BERLIN — Devant une petite scène du théâtre Schaubühne ici mardi soir, une pancarte avertissait que la production chilienne «Oasis d’impunité» (« Oasis of Impunity ») comportait des lumières stroboscopiques et de la nudité sur scène.
Rétrospectivement, cette mise en garde semblait comique, un peu comme avertir les téléspectateurs qu’un film de Tarantino pourrait être quelque peu sanglant. Au cours des 90 minutes de la pièce, le public s’est assis dans un silence stupéfait alors qu’un groupe de huit interprètes jouait un examen macabre et rituellement précis de l’effet corrosif de la violence sur l’individu et le corps social. Des scènes de torture et de violence, y compris des violences sexuelles, se déroulaient avec une élégance dansante. La délicatesse des sentiments et la finesse théâtrale de la production étaient en contradiction troublante avec les horreurs qu’elle dépeignait.

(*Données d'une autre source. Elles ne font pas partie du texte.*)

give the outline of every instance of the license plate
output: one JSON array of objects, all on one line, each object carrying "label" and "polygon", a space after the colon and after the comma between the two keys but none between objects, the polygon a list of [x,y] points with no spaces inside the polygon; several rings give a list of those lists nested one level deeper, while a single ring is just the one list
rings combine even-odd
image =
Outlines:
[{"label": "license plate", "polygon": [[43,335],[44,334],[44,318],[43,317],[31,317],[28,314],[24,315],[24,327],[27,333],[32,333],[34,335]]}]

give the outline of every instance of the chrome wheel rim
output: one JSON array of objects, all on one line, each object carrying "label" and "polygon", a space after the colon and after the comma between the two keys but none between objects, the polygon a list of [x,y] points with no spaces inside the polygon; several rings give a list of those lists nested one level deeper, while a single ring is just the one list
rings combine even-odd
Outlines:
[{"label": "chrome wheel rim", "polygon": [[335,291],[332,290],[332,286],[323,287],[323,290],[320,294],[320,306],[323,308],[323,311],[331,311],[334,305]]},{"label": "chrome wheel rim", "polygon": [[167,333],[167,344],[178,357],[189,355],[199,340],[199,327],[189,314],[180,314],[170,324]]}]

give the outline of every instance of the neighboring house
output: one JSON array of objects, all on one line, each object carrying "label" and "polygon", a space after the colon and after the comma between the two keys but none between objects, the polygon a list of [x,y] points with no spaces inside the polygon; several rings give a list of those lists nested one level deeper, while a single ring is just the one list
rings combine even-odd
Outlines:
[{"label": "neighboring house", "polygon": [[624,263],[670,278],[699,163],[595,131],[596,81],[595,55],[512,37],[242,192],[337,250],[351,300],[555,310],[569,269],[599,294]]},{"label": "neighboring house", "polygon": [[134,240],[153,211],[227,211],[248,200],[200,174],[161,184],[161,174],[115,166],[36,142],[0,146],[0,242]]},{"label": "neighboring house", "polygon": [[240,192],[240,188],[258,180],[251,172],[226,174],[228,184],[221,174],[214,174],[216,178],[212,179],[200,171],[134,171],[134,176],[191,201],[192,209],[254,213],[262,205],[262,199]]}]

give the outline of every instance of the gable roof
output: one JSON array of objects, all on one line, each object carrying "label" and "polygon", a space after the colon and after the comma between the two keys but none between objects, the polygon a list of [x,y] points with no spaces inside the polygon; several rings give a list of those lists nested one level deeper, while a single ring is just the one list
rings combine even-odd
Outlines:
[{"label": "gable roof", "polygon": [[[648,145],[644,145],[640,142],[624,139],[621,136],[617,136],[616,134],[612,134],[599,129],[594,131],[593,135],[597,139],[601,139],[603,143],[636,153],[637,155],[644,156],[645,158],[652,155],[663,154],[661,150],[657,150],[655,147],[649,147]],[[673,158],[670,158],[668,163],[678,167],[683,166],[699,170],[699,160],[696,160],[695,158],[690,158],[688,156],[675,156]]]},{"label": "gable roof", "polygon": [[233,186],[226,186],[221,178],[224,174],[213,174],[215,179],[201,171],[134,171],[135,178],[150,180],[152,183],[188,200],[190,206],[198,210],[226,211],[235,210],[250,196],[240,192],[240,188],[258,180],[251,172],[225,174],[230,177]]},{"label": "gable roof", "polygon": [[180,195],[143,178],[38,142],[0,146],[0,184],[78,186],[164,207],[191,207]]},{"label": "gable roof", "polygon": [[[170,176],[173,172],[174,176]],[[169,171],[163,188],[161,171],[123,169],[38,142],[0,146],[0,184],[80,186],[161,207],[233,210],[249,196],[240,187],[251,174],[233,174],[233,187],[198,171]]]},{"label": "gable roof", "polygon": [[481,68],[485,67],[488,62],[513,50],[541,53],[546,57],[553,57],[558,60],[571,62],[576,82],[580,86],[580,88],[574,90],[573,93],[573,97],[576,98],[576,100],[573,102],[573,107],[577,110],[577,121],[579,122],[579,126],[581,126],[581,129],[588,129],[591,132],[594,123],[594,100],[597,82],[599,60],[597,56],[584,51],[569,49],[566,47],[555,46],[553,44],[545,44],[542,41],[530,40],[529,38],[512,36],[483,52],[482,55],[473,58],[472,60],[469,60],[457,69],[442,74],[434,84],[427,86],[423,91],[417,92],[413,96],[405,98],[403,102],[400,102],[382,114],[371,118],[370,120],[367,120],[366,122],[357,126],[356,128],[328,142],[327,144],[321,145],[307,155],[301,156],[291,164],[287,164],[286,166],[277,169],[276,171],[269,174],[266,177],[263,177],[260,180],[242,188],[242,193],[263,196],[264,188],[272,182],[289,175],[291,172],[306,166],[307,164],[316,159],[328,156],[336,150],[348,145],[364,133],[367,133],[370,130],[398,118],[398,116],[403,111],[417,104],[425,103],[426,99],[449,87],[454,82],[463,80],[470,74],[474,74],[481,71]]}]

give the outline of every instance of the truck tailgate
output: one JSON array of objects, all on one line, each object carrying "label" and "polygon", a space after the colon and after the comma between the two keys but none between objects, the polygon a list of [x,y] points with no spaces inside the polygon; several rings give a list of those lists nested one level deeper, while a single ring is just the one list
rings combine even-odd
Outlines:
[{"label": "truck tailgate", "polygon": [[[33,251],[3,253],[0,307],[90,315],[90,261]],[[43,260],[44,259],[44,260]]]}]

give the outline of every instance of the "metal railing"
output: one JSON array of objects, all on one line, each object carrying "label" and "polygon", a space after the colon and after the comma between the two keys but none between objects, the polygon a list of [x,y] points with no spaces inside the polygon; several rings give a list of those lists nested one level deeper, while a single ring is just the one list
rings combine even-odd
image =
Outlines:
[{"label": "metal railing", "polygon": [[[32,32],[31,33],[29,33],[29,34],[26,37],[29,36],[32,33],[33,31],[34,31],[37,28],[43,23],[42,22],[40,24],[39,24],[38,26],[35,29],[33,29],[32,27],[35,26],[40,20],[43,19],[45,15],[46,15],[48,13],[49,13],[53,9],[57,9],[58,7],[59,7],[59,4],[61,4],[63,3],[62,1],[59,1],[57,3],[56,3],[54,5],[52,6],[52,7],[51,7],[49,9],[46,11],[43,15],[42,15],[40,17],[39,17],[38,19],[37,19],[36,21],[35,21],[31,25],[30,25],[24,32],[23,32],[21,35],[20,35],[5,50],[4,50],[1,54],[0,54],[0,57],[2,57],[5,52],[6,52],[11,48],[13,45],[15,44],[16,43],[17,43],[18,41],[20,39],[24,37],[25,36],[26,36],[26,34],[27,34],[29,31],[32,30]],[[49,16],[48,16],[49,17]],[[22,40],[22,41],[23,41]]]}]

Créée par le réalisateur Marco Layera et sa compagnie La Re-Sentida, “Oasis de la Impunidad” est une réponse artistique poignante à la crise chilienne vague récente de troubles sociaux, qui a été décrite comme le pire du pays depuis la fin du régime Pinochet. Comme les autres productions phares de la Schaubühne Festival international du nouveau théâtreou FIND, « Oasis » prend des événements contemporains cauchemardesques et surréalistes comme points de départ pour des explorations théâtrales provocantes.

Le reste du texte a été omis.